Now, even if there are 10k tasks, the polling thread does not have to iterate over 10 k tasks per round, but only over 24 time scales.

A time wheel algorithm in hours is thus simply implemented. However, the hour as a unit of time is too granular and we sometimes want to base the time scale on minutes. The most straightforward way to do this is to increase the time scale so that each day has 24 * 60 = 1440. The data structure of the time wheel would then be as follows.

By adding a time scale, we can perform timed tasks based on finer units of time (minutes). However, this implementation has the following drawbacks.

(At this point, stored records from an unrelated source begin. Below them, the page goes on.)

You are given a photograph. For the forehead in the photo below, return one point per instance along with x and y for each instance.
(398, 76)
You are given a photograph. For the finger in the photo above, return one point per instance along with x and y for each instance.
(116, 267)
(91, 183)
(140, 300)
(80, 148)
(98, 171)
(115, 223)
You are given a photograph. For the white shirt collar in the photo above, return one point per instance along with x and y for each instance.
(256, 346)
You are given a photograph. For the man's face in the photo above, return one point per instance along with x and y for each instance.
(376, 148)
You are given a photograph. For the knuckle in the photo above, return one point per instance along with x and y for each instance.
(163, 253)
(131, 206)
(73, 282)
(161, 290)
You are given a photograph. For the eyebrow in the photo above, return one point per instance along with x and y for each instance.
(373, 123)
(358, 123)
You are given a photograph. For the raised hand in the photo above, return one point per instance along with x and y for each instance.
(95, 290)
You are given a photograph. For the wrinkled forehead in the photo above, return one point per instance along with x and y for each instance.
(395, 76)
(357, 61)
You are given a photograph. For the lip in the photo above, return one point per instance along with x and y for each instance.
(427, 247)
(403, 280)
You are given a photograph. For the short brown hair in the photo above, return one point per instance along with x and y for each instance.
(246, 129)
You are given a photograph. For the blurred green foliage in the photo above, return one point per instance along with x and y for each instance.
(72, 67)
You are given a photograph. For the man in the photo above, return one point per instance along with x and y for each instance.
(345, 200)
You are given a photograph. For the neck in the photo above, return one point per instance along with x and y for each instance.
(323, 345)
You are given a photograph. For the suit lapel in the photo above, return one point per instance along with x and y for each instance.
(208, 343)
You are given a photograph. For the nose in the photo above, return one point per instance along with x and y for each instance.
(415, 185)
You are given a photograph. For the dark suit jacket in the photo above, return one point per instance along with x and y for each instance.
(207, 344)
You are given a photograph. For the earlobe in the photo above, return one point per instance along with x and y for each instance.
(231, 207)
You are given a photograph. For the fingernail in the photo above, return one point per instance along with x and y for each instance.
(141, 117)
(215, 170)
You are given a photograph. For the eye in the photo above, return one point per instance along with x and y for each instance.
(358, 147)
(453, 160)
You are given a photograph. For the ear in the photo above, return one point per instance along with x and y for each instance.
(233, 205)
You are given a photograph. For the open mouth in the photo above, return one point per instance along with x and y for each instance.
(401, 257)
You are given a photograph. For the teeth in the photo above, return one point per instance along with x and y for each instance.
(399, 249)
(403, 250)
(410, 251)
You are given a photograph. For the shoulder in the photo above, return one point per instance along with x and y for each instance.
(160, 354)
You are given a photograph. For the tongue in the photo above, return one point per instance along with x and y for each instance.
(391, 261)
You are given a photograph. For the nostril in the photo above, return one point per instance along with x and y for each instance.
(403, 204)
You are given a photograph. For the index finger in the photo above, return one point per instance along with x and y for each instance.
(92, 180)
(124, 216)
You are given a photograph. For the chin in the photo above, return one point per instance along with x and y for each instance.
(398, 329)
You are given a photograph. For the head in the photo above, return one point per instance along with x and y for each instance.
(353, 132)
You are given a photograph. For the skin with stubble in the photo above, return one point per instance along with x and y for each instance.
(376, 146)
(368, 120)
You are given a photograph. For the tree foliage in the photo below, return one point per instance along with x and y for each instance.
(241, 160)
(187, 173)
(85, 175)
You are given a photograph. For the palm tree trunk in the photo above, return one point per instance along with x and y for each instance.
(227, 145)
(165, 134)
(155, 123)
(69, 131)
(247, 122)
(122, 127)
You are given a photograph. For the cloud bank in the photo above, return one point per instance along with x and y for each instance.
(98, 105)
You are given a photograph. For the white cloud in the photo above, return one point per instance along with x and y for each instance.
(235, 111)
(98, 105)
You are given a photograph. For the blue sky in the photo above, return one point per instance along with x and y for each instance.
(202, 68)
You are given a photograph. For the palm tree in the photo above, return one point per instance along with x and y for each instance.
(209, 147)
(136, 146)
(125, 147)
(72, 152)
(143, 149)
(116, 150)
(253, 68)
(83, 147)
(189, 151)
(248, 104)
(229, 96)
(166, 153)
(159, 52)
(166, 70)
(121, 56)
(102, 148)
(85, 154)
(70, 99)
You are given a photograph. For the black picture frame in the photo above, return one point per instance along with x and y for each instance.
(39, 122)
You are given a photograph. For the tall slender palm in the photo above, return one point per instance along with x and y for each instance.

• Inefficient polling thread traversal problem: when the number of timescales increases and the number of tasks is small, the efficiency of the polling thread traversal decreases, e.g. if there are tasks on only 50 timescales but 1440 timescales need to be traversed. this defeats the original purpose of our time wheel algorithm: to solve the problem of inefficient traversal of the traversal polling threads.
• The problem of wasted memory space: with dense timescales and a small number of tasks, the memory space occupied by most timescales is meaningless.

If the time precision were to be set to seconds, then the entire time wheel would require 86,400 units of time ticks, at which point the traversal threads of the time wheel algorithm would encounter even greater operational inefficiencies.

## Hierarchical time wheel algorithm

The hierarchical time wheel algorithm has its counterpart model in life, that of the water meter:

At this point, we have three time wheels at the second, minute and hour levels, each with 60, 60 and 24 scales respectively.

The layered time wheel is shown in the following diagram.

Suppose our task needs to be executed once a day at 7:30:20 seconds. The task is first added to tick 20 of the seconds clock wheel, and when its polling thread visits tick 20, it is transferred to tick 30 of the minutes clock wheel. When the minute level clock wheel thread visits tick 30, it transfers this task to tick 7 of the hour level clock wheel. When the 7th tick is accessed by the hourly clock wheel thread, the task is finally handed over to the asynchronous thread for execution, and then the task is registered again in the second-level time wheel.

The transfer of tasks from one time wheel to another in the hierarchical time wheel is similar to the way a turn of a small unit of a water meter causes a higher unit of the meter to advance one unit.

Since time wheels exist in components such as Netty, Akka, Quartz, ZooKeeper, Kafka, etc., a detailed explanation of the implementation and usage will not be given here.